What are the available solutions for the search engine problems?
2. Existing solutions
People made tremendous effort on adding a layer of meaning on top of the existing web. The typical applications below accomplished the goal to a certain extent. But none of these techniques generate significant improvements that help to present more relevant information toward user requests.
2.1 Google PageRank
Google created a mathematical method based on probability analysis of the page links to rank the importance of each web page. The rank is determined by the extrinsic relationships between the web pages because they believe intuitively that a web page should be important (regardless of content) if it is highly linked by other web pages, and it's susceptible to spamming technique to artificially increase the page relevance. However, most dynamically generated product detail pages are on the leaf node but contain comprehensive information so that it can be ranked high.
Local.com invented a method to rank web page relevancy based on geographically indexing information by assigning geocoded and geocodable web pages that provide local businesses information per user supplied keywords. It is assumed that the method they provided to organize data according to geographical area can improve the relevancy of the search result. It is true to a certain extent, but with some exceptions. For instance, many online merchandise information is available across the web with no physical location constraints.
2.3 Classified search
On the other hand, classified sites play an important role in the online market, with some accepting user input. But many classified sites, such as Yellowpages, Yellowbook, Manta, Yelp, and Yext, only provide business listings rather than product and service listings that targets the user's needs directly. Among the number of growing sites, there are some that provide specialized classified search capability in the vertical market, catering to niche market products and services, such as jobs, pets, rentals, books, blogs, forums, games,etc. A number of other online services called aggregators crawl and aggregate classifieds from sources such as blogs and RSS feeds, as opposed to relying on manually submitted listings. A few of such web sites that provide horizontal search but with very limited categories include Craigslist, Oodle and ClassifiedAds, just to name a few.
2.4 Google Plus Local
Google joined the classified search market by creating product catalogs and advocating businesses to post products and services to the Google Merchant Center. They also provide business listings to Google Plus Local. However, there is a huge barrier for the business providers to transfer their product database and daily updates over to the search engine site and also causes heavy workload involving intensive human effort and computational work.
2.5 Human-Powered search engine
Human-powered search engines, better known as Web directories, are popular simply because of the higher quality of links submitted and the caliber of the sites hand-picked to be included in the index. However, due to the resource constraints, it can only cover a small portion of the searchable information on the web.
It's worth mentioning that there are more category-based eCommerce sites and knowledge-based sites emerging that provide users with more structured data for searching products, services as well as information and knowledge. For instance, Amazon, eBay, Quora, Pose, etc. However, they are not search engines that are supposed to index information in general or across a certain niche.

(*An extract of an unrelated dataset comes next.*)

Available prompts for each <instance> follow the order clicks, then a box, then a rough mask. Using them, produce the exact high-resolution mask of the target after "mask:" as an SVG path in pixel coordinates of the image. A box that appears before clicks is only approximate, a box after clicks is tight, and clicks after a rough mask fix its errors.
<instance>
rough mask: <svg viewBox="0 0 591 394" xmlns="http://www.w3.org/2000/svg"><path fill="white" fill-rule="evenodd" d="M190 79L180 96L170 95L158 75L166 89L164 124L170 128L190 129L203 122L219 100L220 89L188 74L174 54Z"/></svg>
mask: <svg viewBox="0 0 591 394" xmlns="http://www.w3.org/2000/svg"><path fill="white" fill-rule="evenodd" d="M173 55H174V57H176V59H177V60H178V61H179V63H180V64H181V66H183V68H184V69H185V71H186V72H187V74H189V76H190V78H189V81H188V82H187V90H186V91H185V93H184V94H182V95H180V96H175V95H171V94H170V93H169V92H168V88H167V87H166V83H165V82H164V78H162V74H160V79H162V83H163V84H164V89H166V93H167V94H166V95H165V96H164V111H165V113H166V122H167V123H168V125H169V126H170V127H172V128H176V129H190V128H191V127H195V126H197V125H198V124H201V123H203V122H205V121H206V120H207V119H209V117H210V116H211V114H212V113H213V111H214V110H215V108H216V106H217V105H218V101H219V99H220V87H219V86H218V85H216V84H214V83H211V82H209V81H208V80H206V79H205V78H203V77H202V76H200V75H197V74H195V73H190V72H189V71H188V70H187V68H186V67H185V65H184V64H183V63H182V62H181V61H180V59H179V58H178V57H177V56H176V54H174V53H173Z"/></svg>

2.6 Distributed search engine
Also called a peer-to-peer search engine, according to Wikipedia, "A distributed search engine is a search engine where there is no central server. Unlike traditional centralized search engines, work such as crawling, data mining, indexing, and query processing is distributed among several peers in a decentralized manner where there is no single point of control." The P2P-based search engine vendors believe that they can get millions of people to lend them their computers and privacy for the purpose of searching the Web by running a peer instance on their personal computers. It is also doubted to be fast enough and with the firewall issues.
2.7 Private search engine
2.8 New technologies
Among all the potential solutions to resolve the existing problem, two major groups of technologies have evolved and developed over the years to meet the challenge. Both Semantic Web and Agent Technology share the same root from the Knowledge Sharing Effort initiative projects sponsored by the Advanced Research Projects Agency (ARPA, later DARPA) within the U.S. Department of Defense for use by its projects at universities and research laboratories in the US. They defined the initial concepts of how distributed heterogeneous agent can work together in a collaborative way and how Semantic Web is formed.
Agent Technology generalizes the client-server architecture and becomes an important technology for distributed systems. It promises to deliver a personalized service for individual needs by creating various types of software agents that roam the internet to collect information and perform the tasks on the user's behalf with various types of the agent framework and common Agent Communication Language (ACL). IBM was also working on combining Java Applet technology with agents into what it calls "aglets". Unfortunately, the deployment of aglets is facing major challenges, such as the security issue for mobile agents.
The Semantic Web stack builds on the W3C's Resource Description Framework (RDF) and provides a way to extend the network of hyperlinked human-readable web pages by inserting machine-readable meta data about pages and how they are related to each other. However, after it was originally proposed by Berners-Lee since year 2001 to present, this has yet to happen as there are many critics concerning its feasibility and places a heavy burden on web masters, blog authors and web publishers to embed additional machine-readable meta data into billions of web pages that are designed to be read by people. This makes it more time-consuming to create and publish content along with the possibility of misleading of the meta tags.